Il Fli nasce in crisi d’identità Malumori su Bocchino capo

Rho (Milano)Creatura fragile e anemica quella che sta vedendo la luce nella tre giorni di Rho. Fini partorisce un partitino che avrebbe bisogno di mesi di incubatrice per somigliare alla creatura sognata dal suo genitore. Il padiglione 18 della Fiera di Rho, alle porte di Milano, è una gigantesca pancia, ieri rimasta semivuota. Poco entusiasmo, poco pathos, poco sentimento. Non sono bastate le solite note di Morricone a regalare un po’ di pelle d’oca a delegati e militanti. Pessimismo e smarrimento i sentimenti comuni della base futurista. In sala sono tante le sedie desolatamente vuote e non si respira l’aria d’attesa che si respirava in quel di Mirabello. Allora il presidente della Camera tornò a comiziare dopo mesi di bofonchiate dal piano nobile di Montecitorio e scaldò la piazza lamentando l’espulsione dal Pdl e lanciando speranze e sogni. Qui a Rho, nulla di ciò. Non c’è neppure il clima sovraeccitato ed elettrico di Bastia Umbra, quando Gianfranco arrivò a chiedere le dimissioni del premier in un tripudio di boati e bandiere tricolori. Niente. Alle porte di Milano il Fli nasce frastornato come un pugile finito al tappeto. Il cazzotto più devastante resta la spallata andata a vuoto lo scorso 14 dicembre con il flop della mozione di sfiducia al governo dell’odiato Berlusconi. Si doveva abbattere definitivamente il Cavaliere e invece con le chiappe a terra c’è finito Fini. Lo si ammette a mezza bocca pure qui, durante il parto di Futuro e libertà. Dopo quella batosta Fini s’è infilato nel cul de sac del Terzo polo e non riesce più a scaldare i cuori dei suoi supporters. Nel mentre sono arrivati i mal di pancia per il pericoloso occhieggio alle procure, per lo scivolamento a sinistra, per la troppa tattica e la poca strategia, per la subalternità a Casini e il conseguente fuoco amico degli intellettuali di riferimento, Campi e Ventura.

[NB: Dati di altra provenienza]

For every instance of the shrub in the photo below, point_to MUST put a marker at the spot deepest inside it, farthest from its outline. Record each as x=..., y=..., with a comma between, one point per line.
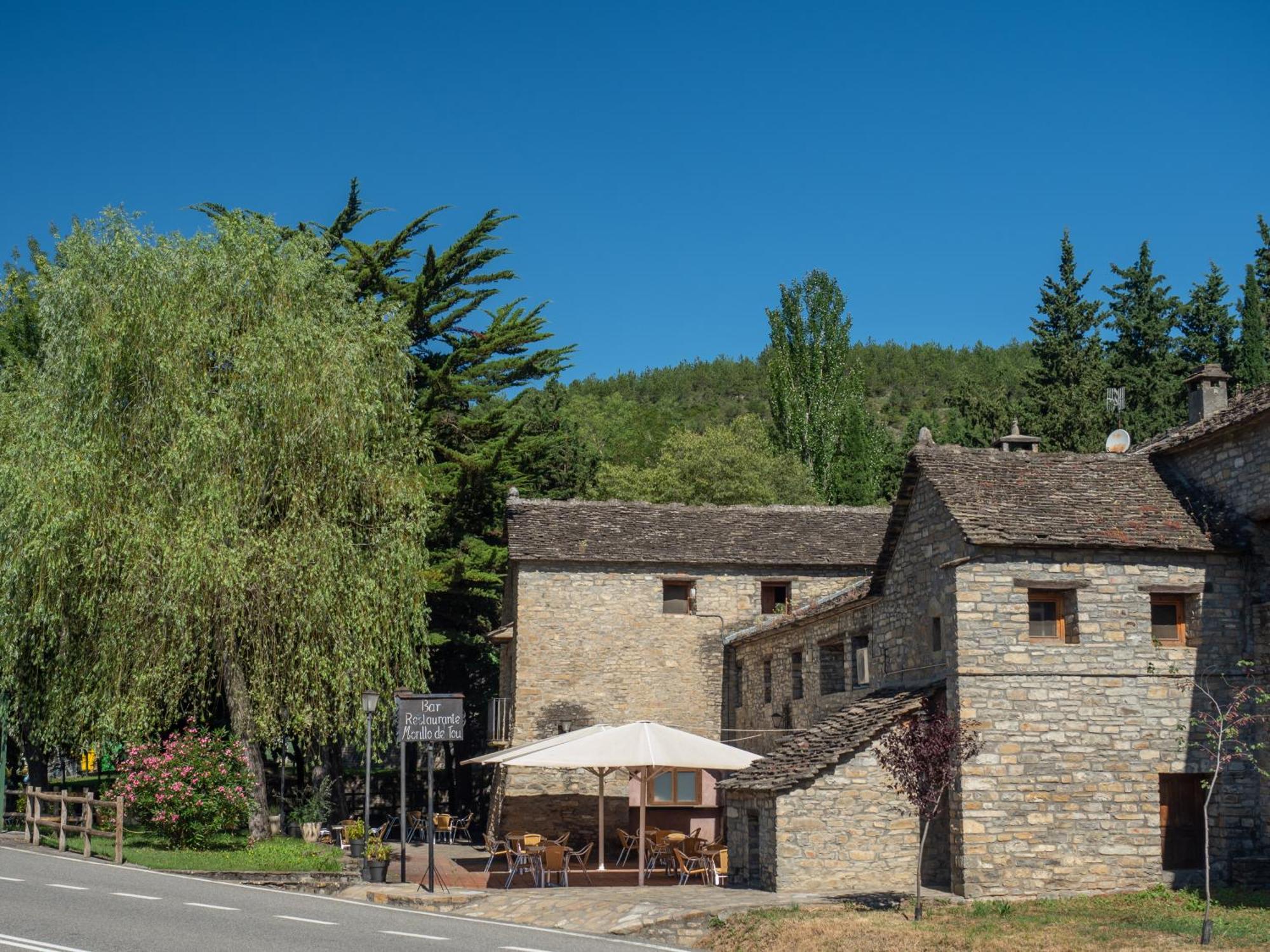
x=187, y=788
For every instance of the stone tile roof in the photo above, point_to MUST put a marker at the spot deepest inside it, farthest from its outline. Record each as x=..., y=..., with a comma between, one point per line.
x=736, y=535
x=769, y=624
x=1247, y=409
x=1097, y=501
x=811, y=752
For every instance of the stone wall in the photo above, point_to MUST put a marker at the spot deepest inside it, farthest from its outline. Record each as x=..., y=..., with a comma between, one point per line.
x=918, y=590
x=846, y=831
x=594, y=647
x=1066, y=795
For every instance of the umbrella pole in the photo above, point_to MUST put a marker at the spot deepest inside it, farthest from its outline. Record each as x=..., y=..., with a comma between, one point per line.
x=601, y=774
x=643, y=797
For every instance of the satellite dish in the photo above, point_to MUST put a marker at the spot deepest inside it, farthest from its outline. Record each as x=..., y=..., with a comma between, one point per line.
x=1118, y=442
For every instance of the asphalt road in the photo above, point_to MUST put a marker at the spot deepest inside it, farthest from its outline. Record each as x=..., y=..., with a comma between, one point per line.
x=54, y=903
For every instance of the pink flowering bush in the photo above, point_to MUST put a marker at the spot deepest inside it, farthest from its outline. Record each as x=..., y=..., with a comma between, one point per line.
x=189, y=786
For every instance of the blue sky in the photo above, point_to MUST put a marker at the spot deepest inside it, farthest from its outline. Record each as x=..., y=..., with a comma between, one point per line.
x=672, y=164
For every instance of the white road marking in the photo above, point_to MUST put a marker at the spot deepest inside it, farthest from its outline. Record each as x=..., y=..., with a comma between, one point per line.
x=361, y=903
x=18, y=942
x=416, y=936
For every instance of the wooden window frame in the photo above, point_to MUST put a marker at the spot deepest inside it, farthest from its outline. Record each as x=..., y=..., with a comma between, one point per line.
x=1179, y=601
x=692, y=585
x=840, y=645
x=1057, y=598
x=770, y=586
x=675, y=789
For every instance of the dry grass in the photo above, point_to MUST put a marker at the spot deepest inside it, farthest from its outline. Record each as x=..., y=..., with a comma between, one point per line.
x=1156, y=920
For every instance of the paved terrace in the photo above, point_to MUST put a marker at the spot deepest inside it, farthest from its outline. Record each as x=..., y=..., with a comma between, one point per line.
x=615, y=906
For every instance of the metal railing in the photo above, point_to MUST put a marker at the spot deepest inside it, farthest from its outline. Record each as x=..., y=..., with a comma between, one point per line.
x=500, y=722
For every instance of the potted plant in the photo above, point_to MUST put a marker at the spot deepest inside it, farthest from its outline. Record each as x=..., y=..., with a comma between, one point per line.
x=378, y=855
x=355, y=833
x=312, y=812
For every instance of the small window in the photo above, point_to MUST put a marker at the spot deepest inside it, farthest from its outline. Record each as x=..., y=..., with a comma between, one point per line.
x=676, y=789
x=1046, y=616
x=1169, y=620
x=679, y=598
x=775, y=597
x=832, y=668
x=860, y=654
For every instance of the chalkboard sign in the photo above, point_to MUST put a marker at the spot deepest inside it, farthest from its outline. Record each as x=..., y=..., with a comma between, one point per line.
x=431, y=719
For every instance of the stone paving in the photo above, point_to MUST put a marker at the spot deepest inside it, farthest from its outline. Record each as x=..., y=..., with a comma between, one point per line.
x=660, y=912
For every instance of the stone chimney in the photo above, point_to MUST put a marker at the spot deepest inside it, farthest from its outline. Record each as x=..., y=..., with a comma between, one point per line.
x=1017, y=442
x=1206, y=392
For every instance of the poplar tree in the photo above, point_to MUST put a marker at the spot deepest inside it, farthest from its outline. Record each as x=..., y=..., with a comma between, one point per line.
x=1066, y=394
x=1142, y=357
x=1252, y=360
x=1207, y=324
x=817, y=393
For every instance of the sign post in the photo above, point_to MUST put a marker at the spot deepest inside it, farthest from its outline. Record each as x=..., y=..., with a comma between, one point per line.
x=427, y=719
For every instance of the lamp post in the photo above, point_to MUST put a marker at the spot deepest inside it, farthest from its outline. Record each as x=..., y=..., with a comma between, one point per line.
x=285, y=717
x=370, y=701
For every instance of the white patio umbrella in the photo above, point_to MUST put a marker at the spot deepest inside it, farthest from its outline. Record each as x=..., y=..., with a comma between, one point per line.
x=643, y=748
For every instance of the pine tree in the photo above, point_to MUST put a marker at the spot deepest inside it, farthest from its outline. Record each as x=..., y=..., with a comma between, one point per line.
x=1142, y=359
x=1066, y=394
x=1207, y=324
x=1252, y=361
x=1262, y=258
x=819, y=394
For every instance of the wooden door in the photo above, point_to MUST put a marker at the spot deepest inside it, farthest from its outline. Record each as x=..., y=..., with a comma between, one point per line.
x=1182, y=821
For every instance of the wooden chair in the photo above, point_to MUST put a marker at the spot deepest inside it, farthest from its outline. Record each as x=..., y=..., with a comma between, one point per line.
x=690, y=868
x=554, y=864
x=497, y=849
x=441, y=827
x=582, y=857
x=719, y=866
x=631, y=846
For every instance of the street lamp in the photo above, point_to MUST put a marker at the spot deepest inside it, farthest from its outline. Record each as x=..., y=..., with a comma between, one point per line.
x=370, y=701
x=285, y=718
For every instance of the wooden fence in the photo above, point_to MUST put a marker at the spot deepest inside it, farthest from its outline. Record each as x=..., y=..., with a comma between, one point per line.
x=88, y=807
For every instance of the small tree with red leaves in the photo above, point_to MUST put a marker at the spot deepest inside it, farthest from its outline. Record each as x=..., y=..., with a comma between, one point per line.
x=1222, y=728
x=923, y=757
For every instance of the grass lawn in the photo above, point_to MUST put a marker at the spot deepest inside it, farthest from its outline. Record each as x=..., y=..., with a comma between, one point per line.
x=1155, y=920
x=228, y=851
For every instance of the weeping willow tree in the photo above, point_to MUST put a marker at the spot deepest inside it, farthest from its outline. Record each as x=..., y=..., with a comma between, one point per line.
x=210, y=491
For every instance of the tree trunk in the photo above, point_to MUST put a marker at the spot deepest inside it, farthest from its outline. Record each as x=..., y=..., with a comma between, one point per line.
x=37, y=760
x=1206, y=936
x=239, y=704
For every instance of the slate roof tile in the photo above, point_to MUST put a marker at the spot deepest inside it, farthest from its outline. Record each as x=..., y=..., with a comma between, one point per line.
x=810, y=753
x=733, y=535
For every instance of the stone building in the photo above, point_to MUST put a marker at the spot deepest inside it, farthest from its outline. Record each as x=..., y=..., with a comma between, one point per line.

Così, il neonato Fli vede la luce senza che ne siano ancora chiari i connotati. Ecco perché la parola d’ordine sembra essere quella di dire «destra». Persino uno come Granata vaga per il padiglione con la camicia nera e scherza: «Ma quale annacquamento nel Terzo polo? Se persino io mi vesto da fascista. Fascista di sinistra, certo. Ma fascista». Battute, ovvio. Di fatto il refrain resta quello di riconnotare a destra il Fli. Con estrema soddisfazione di Daniela Di Sotto, ex moglie di Fini, che si aggira per lo stand sotto braccio a Donato Lamorte. «Siamo alternativi alla sinistra», dice Urso. «Siamo destra repubblicana e legalitaria», ribatte Granata. «Fini sarà leader di una lista civica nazionale alternativa alla sinistra per dare un punto di riferimento nuovo alla destra italiana», giura Ronchi. «Il Fli nasce per battere la sinistra. Questo è il nostro obiettivo», sentenzia Bocchino, futuro coordinatore pro-tempore del partito (anticipazione che ha indispettito non pochi colonnelli del Fli).
Già, la destra. Tutti più o meno lo stesso messaggio. Forse accortisi che l’antiberlusconismo più feroce li ha resi strabici, i futuristi tirano il freno a mano sul Terzo polo e trasudano voglia di centrodestra, col terrore di essere scivolati troppo verso Vendola e Di Pietro. Di abbandonare l’odio nei confronti di Berlusconi, però, non se ne parla. Nel documento programmatico consegnato ai congressisti non mancano stoccate all’ex alleato, reo di «non aver fatto le riforme perché alimenta gli umori, insegue gli interessi invece di governare». E ancora: «Si è lasciato andare a una deriva populista che non cerca soluzioni ma capri espiatori per facili consensi». Poi le solite graffiate al Carroccio, «autentico motore della coalizione di governo».
Sulle alleanze future c’è mutismo ma lo spettro della Santa alleanza - da Fini a Vendola - s’aggira per il sonnacchioso padiglione. Tra uno sbadiglio e l’altro fila via il primo giorno di lavori senza un briciolo di pepe.

Neppure le poche parole di saluto pronunciate da Fini, che comizierà domani, riescono ad accendere la platea: «Getteremo un seme perché la primavera italiana possa diventare una bella realtà», dice. Tiepidi clap clap. Poi tutti a mangiare la porchetta e il pane di Altamura preparati dal cuoco di D’Alema, Vissani.